Je viens... d'ailleurs.
- D'où ?
- D'ailleurs,
répondit-elle en montrant tout autour d'elle dans un grand
geste théâtral.
- Link, c'est le Héros du
Temps ?
- Oui.
- Et vous, qui êtes-vous ?
- Sa femme,
et le garde du corps de Zelda. Quand Link s'en va, je veille à
sa sécurité. Le voyage a dû être éprouvant,
si nous allions boire un coup à la taverne ?
- Je ne
sais pas si c'est une bonne idée. Je suis Gerudo et...
- Et
il ne se passera rien.
Arrivés sur la place du marché,
elle l'emmena dans un bâtiment se trouvant à sa droite.
L'enseigne indiquait : "A l'Hylien chantant"
-
Heu... Vous êtes sûre que c'est une bonne idée ?
-
Vous n'êtes jamais venu ici ?
- Non.
- Alors faites-moi
confiance.
Elle entra et il la suivit. A l'intérieur, il
n'y avait pas grand monde. De nombreuses tables étaient vides.
Ils s'installèrent à l'une d'elles et Amandine appela
le serveur. Il les regarda et retourna à son occupation.

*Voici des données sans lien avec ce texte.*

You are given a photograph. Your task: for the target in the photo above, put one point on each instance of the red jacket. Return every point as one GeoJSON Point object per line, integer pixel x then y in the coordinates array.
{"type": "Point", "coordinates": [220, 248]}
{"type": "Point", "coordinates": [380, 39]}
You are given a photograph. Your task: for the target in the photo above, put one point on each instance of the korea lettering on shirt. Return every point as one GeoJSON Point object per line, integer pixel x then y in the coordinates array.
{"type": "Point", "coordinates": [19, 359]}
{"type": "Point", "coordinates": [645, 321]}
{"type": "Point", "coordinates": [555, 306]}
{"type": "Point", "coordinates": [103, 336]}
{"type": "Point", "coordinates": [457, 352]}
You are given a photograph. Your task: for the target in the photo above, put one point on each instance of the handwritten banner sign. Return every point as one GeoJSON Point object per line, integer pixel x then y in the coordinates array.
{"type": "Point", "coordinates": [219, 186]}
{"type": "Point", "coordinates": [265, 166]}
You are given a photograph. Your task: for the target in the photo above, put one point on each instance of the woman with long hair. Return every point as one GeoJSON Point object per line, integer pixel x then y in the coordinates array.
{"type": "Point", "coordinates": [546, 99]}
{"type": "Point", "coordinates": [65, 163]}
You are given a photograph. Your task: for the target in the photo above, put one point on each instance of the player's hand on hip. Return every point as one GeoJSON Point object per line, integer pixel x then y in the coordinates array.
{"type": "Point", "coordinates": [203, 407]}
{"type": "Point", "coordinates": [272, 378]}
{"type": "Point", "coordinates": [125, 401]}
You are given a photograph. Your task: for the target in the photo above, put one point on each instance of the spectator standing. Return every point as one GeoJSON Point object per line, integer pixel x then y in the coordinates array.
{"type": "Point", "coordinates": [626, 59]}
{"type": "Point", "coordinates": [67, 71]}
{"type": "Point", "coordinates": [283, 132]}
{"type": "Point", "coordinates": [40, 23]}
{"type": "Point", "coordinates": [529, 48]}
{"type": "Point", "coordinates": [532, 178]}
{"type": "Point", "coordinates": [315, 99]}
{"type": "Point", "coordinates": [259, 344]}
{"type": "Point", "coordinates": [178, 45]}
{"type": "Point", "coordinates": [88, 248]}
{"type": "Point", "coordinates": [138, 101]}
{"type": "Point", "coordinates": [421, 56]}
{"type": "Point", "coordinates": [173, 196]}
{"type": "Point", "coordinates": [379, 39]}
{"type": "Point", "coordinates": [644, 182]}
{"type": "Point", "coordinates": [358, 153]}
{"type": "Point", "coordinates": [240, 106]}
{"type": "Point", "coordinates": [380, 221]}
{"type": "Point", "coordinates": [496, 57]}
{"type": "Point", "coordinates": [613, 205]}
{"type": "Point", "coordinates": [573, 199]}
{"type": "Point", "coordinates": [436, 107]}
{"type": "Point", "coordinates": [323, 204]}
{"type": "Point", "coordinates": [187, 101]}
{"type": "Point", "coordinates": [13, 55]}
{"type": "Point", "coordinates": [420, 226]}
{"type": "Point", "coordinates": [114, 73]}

Amandine se leva et alla le voir. Elle lui murmura quelques paroles
et une expression d'extrême épouvante s'afficha sur le
visage de l'homme. Amandine revint s'asseoir. Le serveur leur amena
deux bières.
- Que lui avez-vous dit ?
- Oh rien...
Buvez.
- Merci. Qui sont les représentants ?
- Link, le
fils de Darunia, représente les Gorons, Nicolas représente
les Kokiris, Rita Lia représente les Zoras, Link, mon époux,
représente les Hyliens et Thomas représente les
Sheikahs.
- Le nom du représentant des Gorons c'est Link
!?!
- Oui. Son père l'a appelé ainsi parce que Link,
mon époux, a aidé les Gorons.
- Je comprends
mieux.
Ils finirent leur bière, payèrent et sortir
juste à temps pour voir Link qui partait au galop sur une
jument rousse. Il ne les vit pas.
- Où va-t-il ?
- Je ne
sais pas. Zelda a dû lui demander d'aller voir quelque chose.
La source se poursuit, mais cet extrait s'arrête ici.